Look for September 9th on the chart. It will be marked by a G icon. If you see any unusual fluctuations past this mark, the Helpful Content Update could be the reason.

And if that’s the case, why?

Who is targeted by the Helpful Content Update?

Google’s goal is the same as always: present the most useful and valuable content. This update merely raised the bar on what it considers valuable – or, rather, made it official.

When does content fall short?

  • It offers too little or no value. If a user isn’t satisfied after visiting a page, it clearly needs improvement.
  • It’s optimized for search engines rather than for users. On-page SEO is important, but don’t forget the human whose needs matter even more.
  • It’s made without any real expertise on the subject. If others can tell about it better or make a more compelling offer, they will definitely outrank you.
  • It’s unrelated or too loosely related to the site’s niche. Google doesn’t think that a jack of all trades is better than a master of one. When your content steps outside of your site’s specialty, Google may see it as a cheap attempt to grab more traffic from users who don’t need what you have to offer.
  • It’s automatically generated. No good level of quality can be expected from content that wasn’t made by humans. Unless that is the selling point (e.g. AI-generated Harry Potter chapters).
  • It’s just clickbait. Pretty self-explanatory. Nobody likes clickbait content.

If you have anything like that on your site, that’s what you must improve. With that in mind, what is the next step?

How to optimize your site for the Helpful Content Update

Let’s start with what you shouldn’t do: wait until you get hit by the update. You can take preemptive measures right now to soften the impact – if it comes. And if it does come, you will find it much easier to deal with.

Since the goal is to raise the quality of your site’s content, two obvious actions come to mind:

  1. Improve what you have;
  2. Delete the pages you may deem unnecessary.

But the catch is, this is a site-wide update. At the moment, there’s no telling just how much low-quality content is enough to tank your rankings. The most bothersome scenario may call for a full content revision on your site.

And if your page count is in triple digits or higher, then I can hear you groan from way over there. Do you see now why it’s better to start early?

All right, the task is to find low-quality content on your site. Where are the easiest places to look?

  • Pages with a low word count.

Google has stated they don’t have a preferred word count. However, more often than not, you will need more words rather than fewer to explore a topic well. The tricky part is bringing up the word counts for all of your pages to help you find the offenders.

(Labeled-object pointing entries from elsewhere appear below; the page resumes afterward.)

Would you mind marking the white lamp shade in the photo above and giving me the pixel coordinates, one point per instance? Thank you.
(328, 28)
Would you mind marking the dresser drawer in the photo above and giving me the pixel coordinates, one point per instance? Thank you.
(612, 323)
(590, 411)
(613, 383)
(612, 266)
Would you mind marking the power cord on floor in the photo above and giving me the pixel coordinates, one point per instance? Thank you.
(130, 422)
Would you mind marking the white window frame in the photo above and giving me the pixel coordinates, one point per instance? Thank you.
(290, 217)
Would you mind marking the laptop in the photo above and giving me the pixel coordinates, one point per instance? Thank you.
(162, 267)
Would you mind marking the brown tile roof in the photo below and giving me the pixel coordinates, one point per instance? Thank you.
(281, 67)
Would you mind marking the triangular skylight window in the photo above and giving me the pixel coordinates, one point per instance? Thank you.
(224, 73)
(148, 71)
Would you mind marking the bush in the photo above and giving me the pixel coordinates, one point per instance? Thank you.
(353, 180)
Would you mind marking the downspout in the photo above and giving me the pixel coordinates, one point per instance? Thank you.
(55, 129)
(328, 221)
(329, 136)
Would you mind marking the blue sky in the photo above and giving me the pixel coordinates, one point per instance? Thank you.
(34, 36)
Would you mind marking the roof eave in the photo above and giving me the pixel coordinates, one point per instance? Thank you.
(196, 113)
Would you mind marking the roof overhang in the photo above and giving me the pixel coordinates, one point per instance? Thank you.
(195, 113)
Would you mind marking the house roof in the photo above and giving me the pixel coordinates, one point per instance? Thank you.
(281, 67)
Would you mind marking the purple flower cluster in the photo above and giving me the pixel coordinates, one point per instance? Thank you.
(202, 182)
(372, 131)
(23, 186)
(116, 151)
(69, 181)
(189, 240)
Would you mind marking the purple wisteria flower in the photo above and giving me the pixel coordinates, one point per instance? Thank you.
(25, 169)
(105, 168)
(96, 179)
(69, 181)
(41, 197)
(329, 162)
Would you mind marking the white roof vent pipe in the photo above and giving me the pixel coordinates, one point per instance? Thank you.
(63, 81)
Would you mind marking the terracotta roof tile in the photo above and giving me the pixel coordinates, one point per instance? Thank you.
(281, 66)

If you made your site in WordPress, there are plugins for that, such as WP Word Count. Alternatively, Screaming Frog can do it.

  • Pages with low Google rankings.

These are way easier to find.

Open the Top Pages report in WebCEO and click on the Avg. position column to sort it in descending order. All your lowest ranking content will appear at the top of the table, with a delta displaying recent changes.

In other words: if a page has lost rankings after the Helpful Content Update, it might be just what you are looking for. If it isn’t, keep digging through the table and through the pages.

  • Pages with high Google rankings.

Surprise! Well, not really. Site rankings are a fluid thing, and even the best content doesn’t stay on SERP #1 forever. Your competitors are working hard to make sure of that.

Once again in the Top Pages report, sort the Avg. position column in the ascending order. Visit your top ranking pages and see if their content could be improved in any way. Most likely it can. At least you know you won’t have to delete those pages.

Wrapping up

The Helpful Content Update has only just finished rolling out. We won’t see its full effects until some time passes – weeks, or maybe months. However, Google is pretty clear about what it wants from websites and their content, and it all boils down to two simple points:

  1. Deepen your expertise;
  2. Go all out when you write.

What can you learn today? What can you do on your site today? It’s all up to you!